Sarah: To what extent do you plan to use that laboratory for your own development, and to what extent is the space available to other artists?

John: Included in the whole business plan is a commitment to 600 hours of activity for us, and we pay to use those 600 hours. So it guarantees income for CPR at a certain level, but it also guarantees to us a space that we can work in. Otherwise, I don’t think it would be possible to put in as much energy as we have. That still leaves over 4,000 hours of activity for others. I think it’s really exciting that organizations are trying to figure out ways to use resources that are there. That’s why I’m doing CPR. Some people think it’s a little bit crazy to be putting that much energy in, and it is just the beginning. The last four years have been huge. I feel like I care about my work quite a lot, and I feel like I’ve made some really exciting and interesting work, and I’m excited about what I’m working on right now. But I also feel like the world’s a big place, and I feel like I’m interested in a kind of role that’s bigger than that and seeing how I can be a part of something that isn’t just about meeting my own needs.

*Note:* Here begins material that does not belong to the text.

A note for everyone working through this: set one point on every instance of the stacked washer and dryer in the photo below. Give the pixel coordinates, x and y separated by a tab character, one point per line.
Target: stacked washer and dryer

Do I want to become a producer or a curator or a programmer? Absolutley not. I’ve no interest in that whatsoever. But hopefully, putting forth this thing can create possibilities. And even when I decide I don’t want to do this anymore, there’ll be something left. For some people, the hourly rehearsal model really works fine. If they’re not working with any kind of objects, if they’re really only working in movement, it’s not such an onerous model. It’s the people that begin to think about how they are dealing with space and design and objects even in the simplest way that it can drive you to insanity. You’re just schlepping shit all day. If there’s anything I can do to create the slightest bit of a resource to buffer that, it changes the way people think. I think people don’t think about [working with objects], not because they don’t want to, but because they can’t. In my touring, people are like, “Oh, well New York work has no sophistication in relationship to scenography or production.” I’m not interested in glitz, but I do feel like there is some truth in that people don’t really have time to think about it. That has to do with the process in which people are forced to work, or the circumstances.

Without the artistic community engaged in [CPR], it’s just a big empty box. What I think is interesting about this project is also that it’s asking for engagement. It’s going to rely on the community to enliven its content. It’s going to rely on the community to continue to support it in an economic time that is not going to look so easy. I think together it can be something really exciting. Our responsibility as directors of this organization is to continue to make sure that [CPR] is responsive to the needs of that community. I’m interested in that sense of how the space becomes something that’s really useful to people in that community, so that they can take it somewhere. You have to put effort into engagement. We all do.

Sarah: There’s an opportunity in that.

John: A strange one. Not your typical notion of an opportunity, but nonetheless an opportunity – for all of us to somehow begin to think beyond our own myopia and ask, “What is it that I can do that’s going to help the whole of which I am a part?”